Veterinary technicians work hard; they do it with passion and often times for little pay. Tristan McBride is one of these technicians. But she also does it with chronic, debilitating pain. At my veterinary hospital, she takes a moment to sit and rest her head on her arms. “Tristan, why don’t you go home?” She replies, “I can’t. I need the money.” Tristan has Diabetes, with many secondary complications associated with her disease. She suffers from chronic pancreatitis, the symptoms often times so severe that she needs to be hospitalized.
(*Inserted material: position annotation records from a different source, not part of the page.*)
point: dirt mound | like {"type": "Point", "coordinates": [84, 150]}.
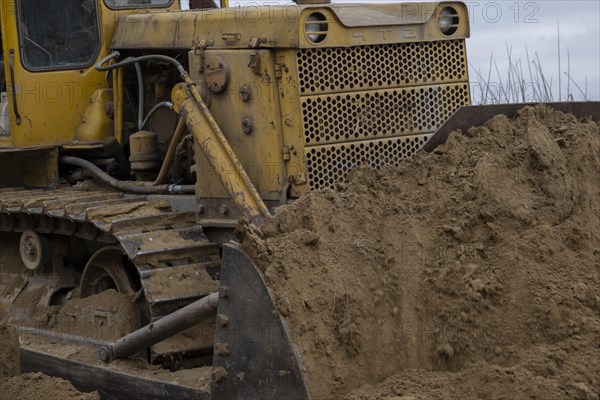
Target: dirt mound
{"type": "Point", "coordinates": [480, 260]}
{"type": "Point", "coordinates": [9, 351]}
{"type": "Point", "coordinates": [39, 386]}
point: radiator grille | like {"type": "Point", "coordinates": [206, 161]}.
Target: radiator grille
{"type": "Point", "coordinates": [374, 105]}
{"type": "Point", "coordinates": [352, 116]}
{"type": "Point", "coordinates": [328, 165]}
{"type": "Point", "coordinates": [338, 69]}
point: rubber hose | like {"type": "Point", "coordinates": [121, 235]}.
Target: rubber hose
{"type": "Point", "coordinates": [126, 186]}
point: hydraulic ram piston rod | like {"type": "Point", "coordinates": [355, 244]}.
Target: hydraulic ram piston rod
{"type": "Point", "coordinates": [162, 329]}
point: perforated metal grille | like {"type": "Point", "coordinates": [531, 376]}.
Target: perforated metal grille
{"type": "Point", "coordinates": [329, 164]}
{"type": "Point", "coordinates": [351, 116]}
{"type": "Point", "coordinates": [328, 70]}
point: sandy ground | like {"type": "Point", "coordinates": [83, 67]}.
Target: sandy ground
{"type": "Point", "coordinates": [469, 273]}
{"type": "Point", "coordinates": [472, 272]}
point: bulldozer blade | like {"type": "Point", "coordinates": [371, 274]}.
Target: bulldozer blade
{"type": "Point", "coordinates": [253, 356]}
{"type": "Point", "coordinates": [469, 116]}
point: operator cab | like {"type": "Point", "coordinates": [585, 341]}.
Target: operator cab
{"type": "Point", "coordinates": [58, 36]}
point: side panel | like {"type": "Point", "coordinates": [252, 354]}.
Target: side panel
{"type": "Point", "coordinates": [248, 112]}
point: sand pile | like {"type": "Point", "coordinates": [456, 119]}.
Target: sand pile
{"type": "Point", "coordinates": [471, 272]}
{"type": "Point", "coordinates": [9, 351]}
{"type": "Point", "coordinates": [14, 386]}
{"type": "Point", "coordinates": [40, 386]}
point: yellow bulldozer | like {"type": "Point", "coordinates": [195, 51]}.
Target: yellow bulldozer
{"type": "Point", "coordinates": [134, 135]}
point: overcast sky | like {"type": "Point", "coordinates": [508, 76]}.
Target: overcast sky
{"type": "Point", "coordinates": [531, 25]}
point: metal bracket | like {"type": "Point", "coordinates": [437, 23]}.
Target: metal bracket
{"type": "Point", "coordinates": [199, 51]}
{"type": "Point", "coordinates": [254, 63]}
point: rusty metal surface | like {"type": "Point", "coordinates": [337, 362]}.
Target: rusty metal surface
{"type": "Point", "coordinates": [162, 241]}
{"type": "Point", "coordinates": [470, 116]}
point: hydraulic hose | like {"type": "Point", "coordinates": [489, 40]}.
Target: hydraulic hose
{"type": "Point", "coordinates": [162, 175]}
{"type": "Point", "coordinates": [126, 186]}
{"type": "Point", "coordinates": [154, 109]}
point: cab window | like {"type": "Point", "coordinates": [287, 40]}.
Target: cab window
{"type": "Point", "coordinates": [58, 34]}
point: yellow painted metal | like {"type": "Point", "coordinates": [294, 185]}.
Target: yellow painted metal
{"type": "Point", "coordinates": [249, 101]}
{"type": "Point", "coordinates": [95, 124]}
{"type": "Point", "coordinates": [214, 145]}
{"type": "Point", "coordinates": [118, 103]}
{"type": "Point", "coordinates": [59, 107]}
{"type": "Point", "coordinates": [271, 26]}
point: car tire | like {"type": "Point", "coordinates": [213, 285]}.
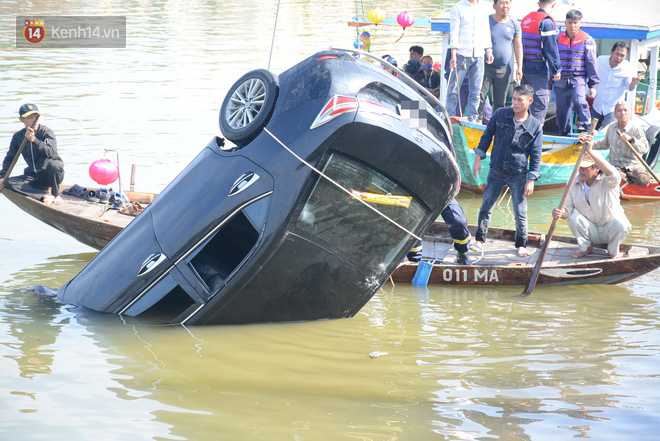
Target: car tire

Her kidney function is also affected, and it was recently discovered that the seizures she was and is still having, were being caused by an aneurysm. I knew that I couldn’t make the pain go away; but if somehow I could decrease her stress level with easing some of her financial burden, then it would hopefully make a difference. So I took the reins and started my run around Wash Park at midnight on Christmas Day 2015. Due to snow and ice, the 24 hours was cut short to 21 hours. I ran 60 miles and raised almost $3,000.
This year the tradition continues. Again, we will start running at 12:00 am on Christmas morning, but this year we plan to give back in a different way. Do you know anyone that wants to give running a try but doesn’t know how to get started? Do you know anyone that struggles with living a healthy lifestyle, and just needs some encouragement? This year we want to encourage as many women (and men) to come out and run with us, whether it’s for a single lap or for the entire duration. This year we want to encourage as many people to get a jump start on their New Year’s resolution. The trail running community is a special place; a place where we support each other. I’ve heard some people characterize the running community as intimidating, and for that reason have been reluctant to get started. This year we want to encourage as many people to embrace their fears and learn the joy of running. I challenge you to come out and run with us at Wash Park.
So that’s basically where I have spent my Christmas the last three years, and where I will be this year. As Kimberly said, she cut the run short last year due to weather and we ended up finishing the run eating Chinese takeout in a panel van. If anyone wants to make lasagna this year for us, it would be much appreciated.